Consider operandA and operandB with the following keys and ancestorQueues:
operand A key = { {type: NON_CONSTANT_OP, opName: "arith.addi"}, {type: BLOCK_ARGUMENT, opName: ""}, {type: BLOCK_ARGUMENT, opName: ""} } operand A ancestorQueue = empty operand B key = { {type: NON_CONSTANT_OP, opName: "arith.divsi"} } operand B ancestorQueue = {block_argument, block_argument}
Operand A has a fully generated key and empty ancestor queue while Operand B is not fully generated. When they are compared, operand A should be smaller because at keyIndex 0, "arith.addi" is smaller than "arith.divsi". However, Operand A's ancestor queue is empty, so the following if statement is executed:
if (commOperandA->ancestorQueue.empty() || commOperandB->ancestorQueue.empty()) return commOperandA->key.size() < commOperandB->key.size();
The comparison incorrectly returns false since operand A's key size is 3 and operand B's key size is 1.

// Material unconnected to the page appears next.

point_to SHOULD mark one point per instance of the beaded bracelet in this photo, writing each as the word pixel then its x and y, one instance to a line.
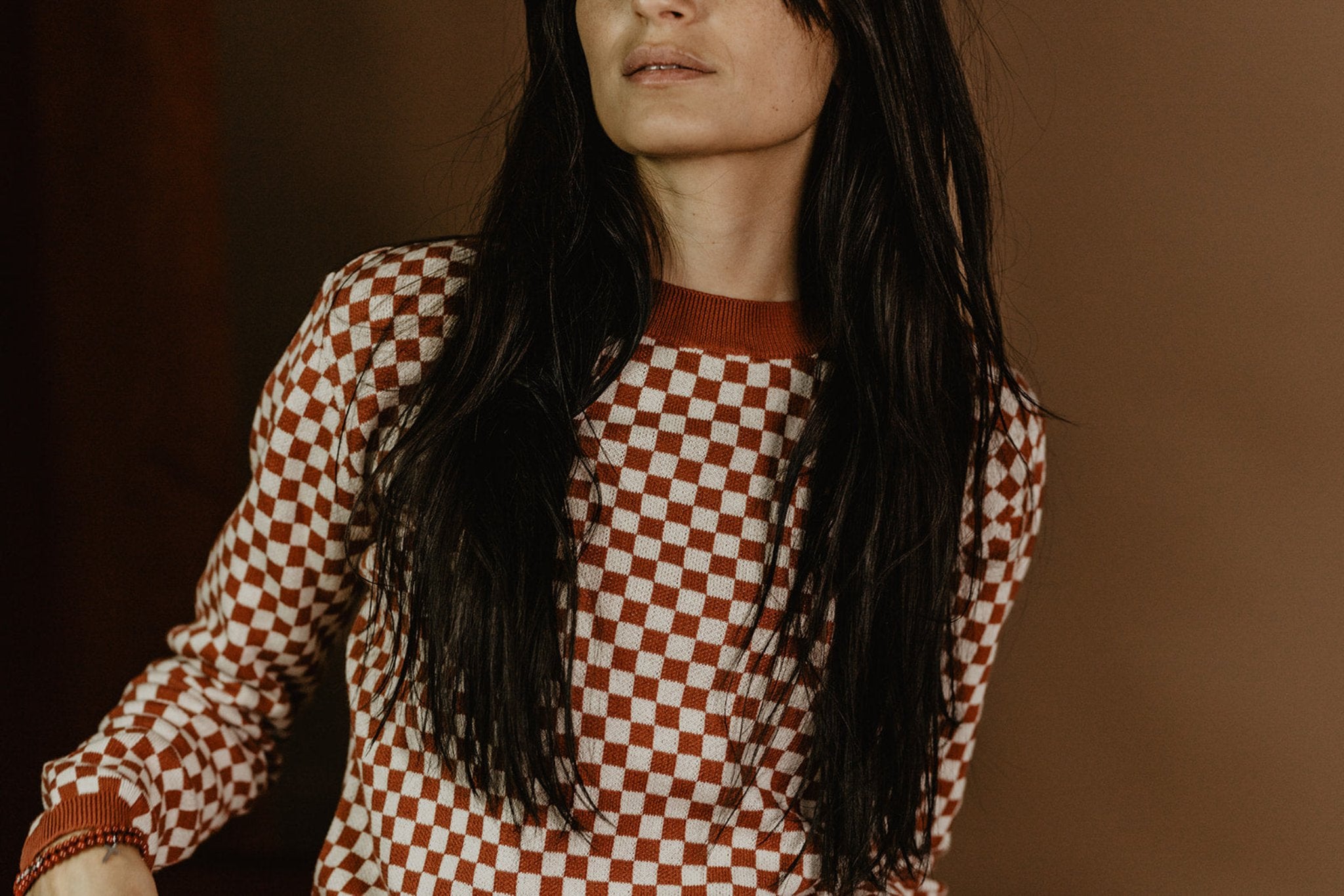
pixel 65 849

To fix this, the entries at the current index must be checked and compared first if possible. The ancestor key sizes must only be compared if the current index exceeds one of the sizes and both ancestor keys are fully generated.
Bug 2:
The second bug lies in the visitedAncestors set skipping previously seen Operation pointers. The visitedAncestors DenseSet that keeps track of ancestors that were already visited attempts to keep track of and prevent checks on duplicate operands. The same operation may be used as multiple different operands and should not be treated as a duplicate.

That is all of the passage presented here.